Once upon the time, by the beginning of the 90's, in the very deep of L.A.'s underground rap community, there was a cult band named Unity Committee. Those, however, did not live long. They split soon into two distinct entities, and each engaged in very different directions. The first of the two, the most famous, was Jurassic 5, and it tried to resurrect the playful and insouciant spirit of the old school. The second was Darkleaf, and it chose another way, more experimental, less secure, darker; and, to be genuine, quite superior.

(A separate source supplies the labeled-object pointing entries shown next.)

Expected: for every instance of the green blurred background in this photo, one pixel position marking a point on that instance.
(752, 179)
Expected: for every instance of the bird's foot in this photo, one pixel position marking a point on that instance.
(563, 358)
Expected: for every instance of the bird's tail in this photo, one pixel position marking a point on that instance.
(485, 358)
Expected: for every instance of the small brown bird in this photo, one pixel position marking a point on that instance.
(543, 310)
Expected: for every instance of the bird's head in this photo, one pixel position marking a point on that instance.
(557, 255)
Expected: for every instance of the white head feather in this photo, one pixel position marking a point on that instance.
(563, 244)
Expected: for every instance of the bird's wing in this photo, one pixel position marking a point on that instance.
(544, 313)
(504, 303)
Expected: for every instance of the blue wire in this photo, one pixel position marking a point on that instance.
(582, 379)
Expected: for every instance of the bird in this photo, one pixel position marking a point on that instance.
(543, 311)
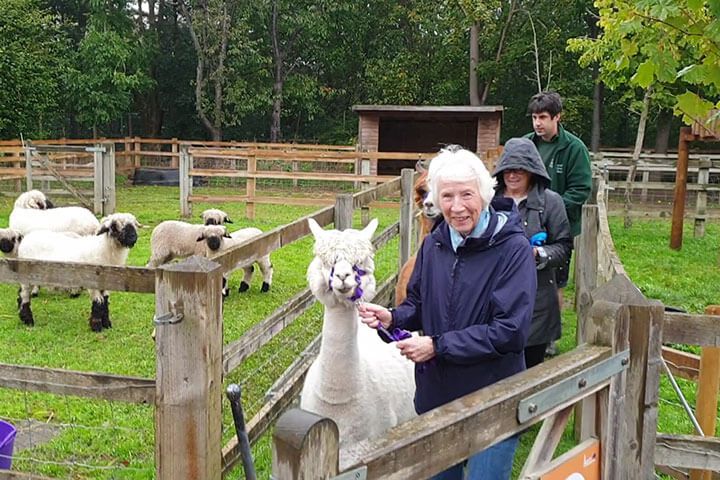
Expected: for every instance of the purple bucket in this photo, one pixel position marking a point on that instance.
(7, 440)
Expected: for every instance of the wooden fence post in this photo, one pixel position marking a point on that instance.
(343, 211)
(608, 324)
(28, 165)
(407, 210)
(99, 178)
(174, 150)
(188, 345)
(109, 197)
(250, 187)
(701, 199)
(185, 180)
(305, 447)
(708, 385)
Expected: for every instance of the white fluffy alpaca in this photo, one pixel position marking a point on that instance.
(357, 380)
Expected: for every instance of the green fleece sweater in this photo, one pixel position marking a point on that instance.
(570, 175)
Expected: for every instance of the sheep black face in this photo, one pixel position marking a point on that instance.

Ubiquity :: 2002 :: buy this record
Darkleaf was made of several people: 4 MCs, named Kemit, Metalogik, Jahli and Longevity, some of them making beats as well, and a DJ, Mixmaster Wolf, also a member of Stones Throw Records' Breakestra. The number was roughly the same as for Jurassic 5, but here was the only common factor between both acts. Concerning all the rest, F... the People was the complete opposite of any music ever proposed by the others.
Jurassic 5 wanted to display a happy and positive mood; Darkleaf preferred philosophy and abstract poetry, their lyrics sounded paranoid, they brought the listeners in some dystopia of theirs. The funny guys from the other band liked playful and retro flows; those rapped in one breath, off beat, à la spoken word. The former were hip-hop purists; the latter claimed their love for Sun Ra or Jimi Hendrix. Our revivalists liked cheerful and bouncy beats; the others preferred a sober production signed Lodge Infinite, made of heavy scratches, abrasive and venomous loops, strange sounds or gloomy science-fiction beats.
And it was delicious, starting from the hallucinatory guitar, the unhealthy scratches and the weighty beat of the fabulous "Eclectic Storm". With weird details scattered here and there, the atmospheric beat of "Triple Stages", the disturbing sitar of "Jahlude", the Hispanic horns of "Sounds of Armageddon" and the hypnotic "Spanish Fly", featuring P.E.A.C.E. from the Freestyle Fellowship, F... The People turned out to be a true masochistic pleasure.
Oh, and there was another major difference between the two offshoots of Unity Committee. Despite their lack of huge success, Jurassic 5 benefited at least from the critics' favor, while Darkleaf had none of the two. As usual, journalists were wrong: those fools praised the wrong band. Anyway, as said the title of this unique official album: "fuck the people".